The sheet resistance was measured in a two-probe
configuration using a Keithley 4200 unit provided with tungsten needles.
Two silver electrodes were painted along the longest sides of each
SWCNT-PET and SWNCT-PVDF film. Sheet resistance (R_s) values were calculated taking into account the film
geometry, given by the distance between the electrodes and their length.
The homogeneity of the films and the changes caused by the immersion
treatment were evaluated by Raman spectroscopy and microscopy techniques.
Raman spectra were acquired under ambient conditions using a LabRAM
HR Raman spectrometer (Horiba Jobin-Yvon) with a laser excitation
energy of 2.33 eV (532 nm).
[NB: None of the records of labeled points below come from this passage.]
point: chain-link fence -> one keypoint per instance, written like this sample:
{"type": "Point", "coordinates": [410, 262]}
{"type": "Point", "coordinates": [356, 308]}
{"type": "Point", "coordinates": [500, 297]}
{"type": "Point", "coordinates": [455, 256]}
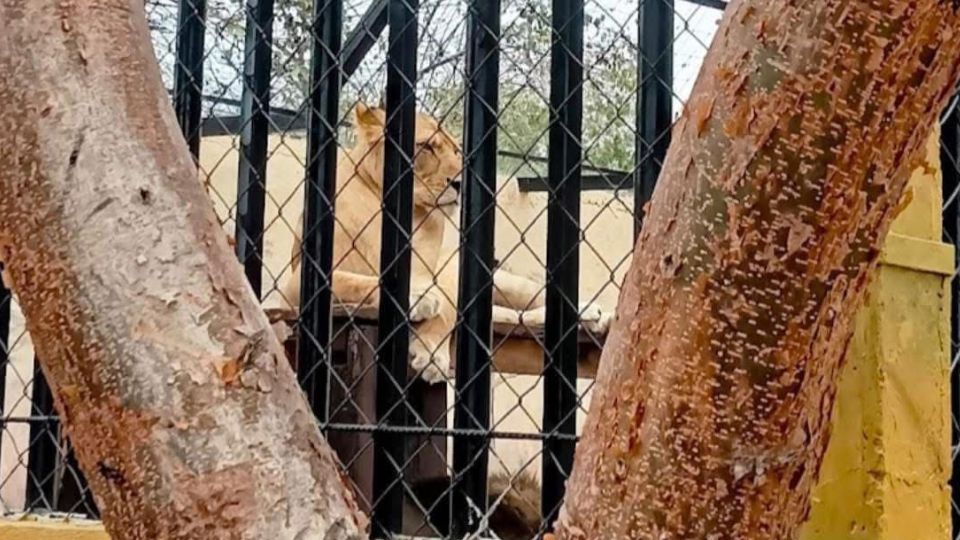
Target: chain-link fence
{"type": "Point", "coordinates": [438, 198]}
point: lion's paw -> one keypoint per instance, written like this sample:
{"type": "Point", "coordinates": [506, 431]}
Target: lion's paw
{"type": "Point", "coordinates": [424, 304]}
{"type": "Point", "coordinates": [594, 318]}
{"type": "Point", "coordinates": [433, 367]}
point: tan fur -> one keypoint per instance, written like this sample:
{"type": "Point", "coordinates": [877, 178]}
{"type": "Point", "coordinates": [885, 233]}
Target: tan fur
{"type": "Point", "coordinates": [514, 504]}
{"type": "Point", "coordinates": [433, 273]}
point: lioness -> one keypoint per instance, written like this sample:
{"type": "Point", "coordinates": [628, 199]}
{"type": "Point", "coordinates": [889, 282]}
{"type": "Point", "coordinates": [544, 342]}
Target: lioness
{"type": "Point", "coordinates": [433, 275]}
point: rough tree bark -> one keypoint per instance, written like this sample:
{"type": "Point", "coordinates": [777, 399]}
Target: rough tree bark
{"type": "Point", "coordinates": [712, 406]}
{"type": "Point", "coordinates": [186, 418]}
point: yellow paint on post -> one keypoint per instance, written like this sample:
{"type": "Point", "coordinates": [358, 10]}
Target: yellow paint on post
{"type": "Point", "coordinates": [51, 530]}
{"type": "Point", "coordinates": [885, 473]}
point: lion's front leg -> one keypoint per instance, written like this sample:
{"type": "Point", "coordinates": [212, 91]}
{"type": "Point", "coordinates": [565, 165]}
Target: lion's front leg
{"type": "Point", "coordinates": [516, 292]}
{"type": "Point", "coordinates": [430, 341]}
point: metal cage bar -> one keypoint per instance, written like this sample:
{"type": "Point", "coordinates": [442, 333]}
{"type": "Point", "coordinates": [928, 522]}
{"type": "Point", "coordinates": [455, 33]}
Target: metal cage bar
{"type": "Point", "coordinates": [43, 449]}
{"type": "Point", "coordinates": [316, 261]}
{"type": "Point", "coordinates": [6, 299]}
{"type": "Point", "coordinates": [396, 218]}
{"type": "Point", "coordinates": [565, 151]}
{"type": "Point", "coordinates": [255, 110]}
{"type": "Point", "coordinates": [474, 333]}
{"type": "Point", "coordinates": [654, 101]}
{"type": "Point", "coordinates": [364, 36]}
{"type": "Point", "coordinates": [188, 71]}
{"type": "Point", "coordinates": [950, 164]}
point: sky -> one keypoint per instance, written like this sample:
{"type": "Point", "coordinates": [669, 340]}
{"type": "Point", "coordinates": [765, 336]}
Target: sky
{"type": "Point", "coordinates": [694, 27]}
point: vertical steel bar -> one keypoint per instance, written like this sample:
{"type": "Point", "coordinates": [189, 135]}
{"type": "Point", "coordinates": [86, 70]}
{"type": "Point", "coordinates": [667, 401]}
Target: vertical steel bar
{"type": "Point", "coordinates": [563, 250]}
{"type": "Point", "coordinates": [363, 37]}
{"type": "Point", "coordinates": [313, 348]}
{"type": "Point", "coordinates": [474, 334]}
{"type": "Point", "coordinates": [397, 210]}
{"type": "Point", "coordinates": [950, 162]}
{"type": "Point", "coordinates": [654, 101]}
{"type": "Point", "coordinates": [43, 448]}
{"type": "Point", "coordinates": [255, 115]}
{"type": "Point", "coordinates": [5, 300]}
{"type": "Point", "coordinates": [188, 72]}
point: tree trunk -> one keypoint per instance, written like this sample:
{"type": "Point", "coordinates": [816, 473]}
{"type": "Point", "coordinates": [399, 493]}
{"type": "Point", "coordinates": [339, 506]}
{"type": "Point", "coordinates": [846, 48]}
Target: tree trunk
{"type": "Point", "coordinates": [186, 418]}
{"type": "Point", "coordinates": [712, 407]}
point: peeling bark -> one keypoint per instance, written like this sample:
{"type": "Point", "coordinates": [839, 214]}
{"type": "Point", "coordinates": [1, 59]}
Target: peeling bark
{"type": "Point", "coordinates": [711, 411]}
{"type": "Point", "coordinates": [185, 416]}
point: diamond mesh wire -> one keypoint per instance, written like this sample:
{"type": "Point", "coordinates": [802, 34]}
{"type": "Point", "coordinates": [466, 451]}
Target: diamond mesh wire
{"type": "Point", "coordinates": [37, 472]}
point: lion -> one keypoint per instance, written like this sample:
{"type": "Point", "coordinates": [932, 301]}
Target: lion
{"type": "Point", "coordinates": [433, 273]}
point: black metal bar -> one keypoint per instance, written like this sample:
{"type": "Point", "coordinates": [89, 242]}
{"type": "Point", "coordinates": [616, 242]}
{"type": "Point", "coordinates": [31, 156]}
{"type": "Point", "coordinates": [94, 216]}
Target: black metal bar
{"type": "Point", "coordinates": [397, 210]}
{"type": "Point", "coordinates": [655, 99]}
{"type": "Point", "coordinates": [563, 250]}
{"type": "Point", "coordinates": [5, 300]}
{"type": "Point", "coordinates": [255, 110]}
{"type": "Point", "coordinates": [188, 72]}
{"type": "Point", "coordinates": [316, 261]}
{"type": "Point", "coordinates": [363, 37]}
{"type": "Point", "coordinates": [475, 331]}
{"type": "Point", "coordinates": [715, 4]}
{"type": "Point", "coordinates": [950, 163]}
{"type": "Point", "coordinates": [42, 451]}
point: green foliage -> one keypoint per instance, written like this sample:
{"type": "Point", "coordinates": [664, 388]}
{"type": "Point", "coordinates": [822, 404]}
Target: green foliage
{"type": "Point", "coordinates": [609, 69]}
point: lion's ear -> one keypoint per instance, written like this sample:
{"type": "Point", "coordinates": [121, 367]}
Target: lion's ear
{"type": "Point", "coordinates": [369, 122]}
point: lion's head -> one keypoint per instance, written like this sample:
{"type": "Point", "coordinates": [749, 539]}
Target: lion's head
{"type": "Point", "coordinates": [438, 160]}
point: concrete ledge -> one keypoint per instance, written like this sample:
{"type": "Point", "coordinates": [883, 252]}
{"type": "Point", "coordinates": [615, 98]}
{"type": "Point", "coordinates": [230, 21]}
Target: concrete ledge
{"type": "Point", "coordinates": [918, 254]}
{"type": "Point", "coordinates": [50, 529]}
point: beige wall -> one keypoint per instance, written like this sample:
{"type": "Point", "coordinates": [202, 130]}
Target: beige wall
{"type": "Point", "coordinates": [520, 245]}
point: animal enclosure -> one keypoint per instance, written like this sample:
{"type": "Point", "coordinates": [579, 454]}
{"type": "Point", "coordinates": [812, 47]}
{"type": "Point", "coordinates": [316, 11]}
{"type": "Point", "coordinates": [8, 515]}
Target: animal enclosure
{"type": "Point", "coordinates": [452, 378]}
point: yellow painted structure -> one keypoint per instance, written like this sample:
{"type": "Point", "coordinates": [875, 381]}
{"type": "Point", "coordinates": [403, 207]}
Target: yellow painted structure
{"type": "Point", "coordinates": [885, 473]}
{"type": "Point", "coordinates": [51, 530]}
{"type": "Point", "coordinates": [886, 470]}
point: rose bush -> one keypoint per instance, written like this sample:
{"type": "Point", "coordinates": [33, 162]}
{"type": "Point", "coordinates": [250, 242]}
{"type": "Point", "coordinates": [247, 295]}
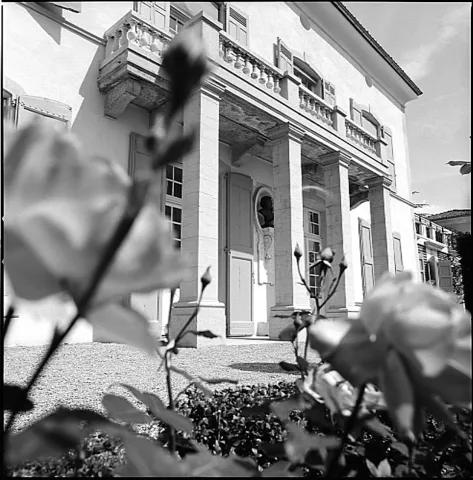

Raman maps of 400 data points were collected
with lateral steps of 1 μm, in both X and Y directions, on rectangular areas. Microscopic characterization
was conducted in a field emission scanning electron microscope (SEM)
model MERLIN (Carl Zeiss, Switzerland), whereas atomic force microscopy
(AFM) measurements were carried out in Multimode SPM equipment from
Veeco Instruments (Santa Barbara, U.S.).

Santidrián A., Sanahuja O., Villacampa B., Diez J.L., Benito A.M., Maser W.K., Muñoz E, & Ansón-Casaos A. (2019). Chemical Postdeposition Treatments To Improve the Adhesion of Carbon Nanotube Films on Plastic Substrates. ACS Omega, 4(2), 2804-2811.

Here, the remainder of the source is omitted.